Monsieur le Président,

Mesdames, Messieurs,

Je voudrais vous dire, tout d'abord, que je suis heureux de vous accueillir à l'occasion de cette cérémonie traditionnelle, Monsieur le Président, de la remise de la médaille de la famille. Elle récompense l'amour, le dévouement, la générosité, la fraternité. Cette fraternité que notre République s'attache à faire vivre entre tous ses enfants et dont la famille est évidemment le lieu par excellence, et je dirai le berceau. Celui où la fraternité s'apprend, se transmet et s'éprouve au long des jours, dans le sourire et parfois dans les larmes.

Ce sont ces valeurs, c'est la force de ses liens qui placent la famille au coeur des préoccupations et des projets d'une nation et de notre nation. Aujourd'hui, en rendant hommage à celles et à ceux qui se sont lancés dans cette belle aventure, qui comme vous ont construit une grande famille, je veux bien sûr rappeler toute l'importance de la famille, son poids dans notre société et dans notre nation et qui justifient, comme l'a très justement dit le Président BRIN à l'instant, l'action de l'Etat est une action concertée.

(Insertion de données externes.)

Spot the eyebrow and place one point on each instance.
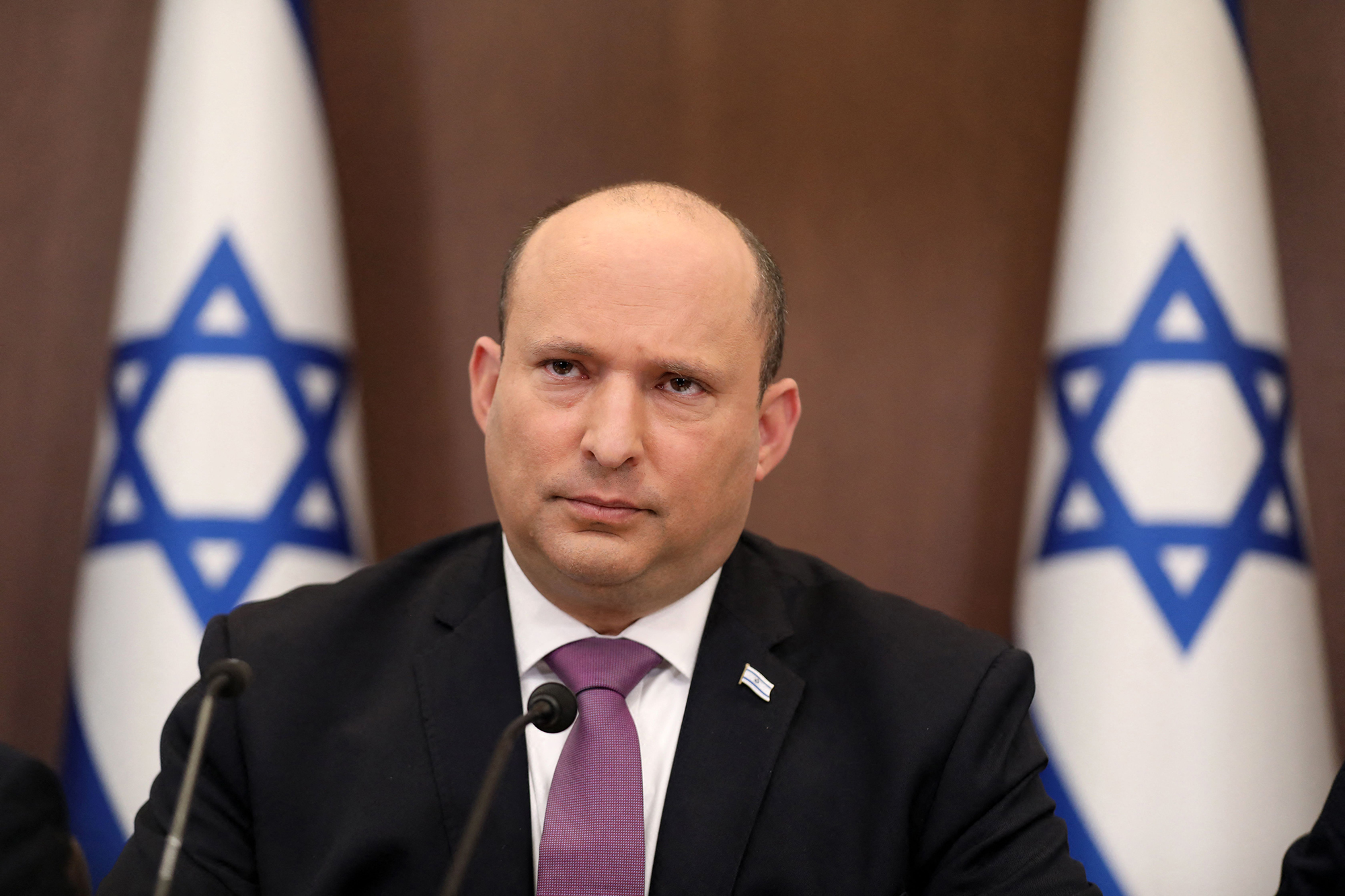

Je tiens à rendre très sincèrement hommage au Président BRIN, si actif pour défendre les familles, si attentif à leurs difficultés, si imaginatif pour promouvoir une politique familiale moderne et dynamique. Et je dirai que mon seul regret c'est que l'on ne puisse pas toujours accepter ces propositions et ces suggestions et que l'on doive parfois attendre un peu pour les mettre en oeuvre.

Depuis 1945, l'UNAF a contribué à la construction de notre modèle social avec les familles et pour les familles et à contribuer de façon exemplaire. Je vous remercie, Monsieur le Président, de la part essentielle que vous avez prise, l'an dernier encore, à la conférence de la famille. Elle a permis de préparer une refonte des instruments de la politique familiale, avec la création de la prestation d'accueil du jeune enfant. Vous contribuez aussi très largement et très légitimement, à la préparation de la conférence de cette année qui sera, comme nous l'avons ensemble souhaité, consacrée à l'adolescence dont vous avez remarquablement parlé à l'instant.

Depuis deux ans, l'action du Gouvernement a essayé, permis de renouveler la politique familiale. Je souhaite qu'elle se renforce encore pour apporter aux familles un cadre toujours plus propice à leur épanouissement et qu'elle assume avec le plus de volontarisme possible le défi majeur qu'a évoqué à l'instant le Président et qui est celui de notre renouveau démographique.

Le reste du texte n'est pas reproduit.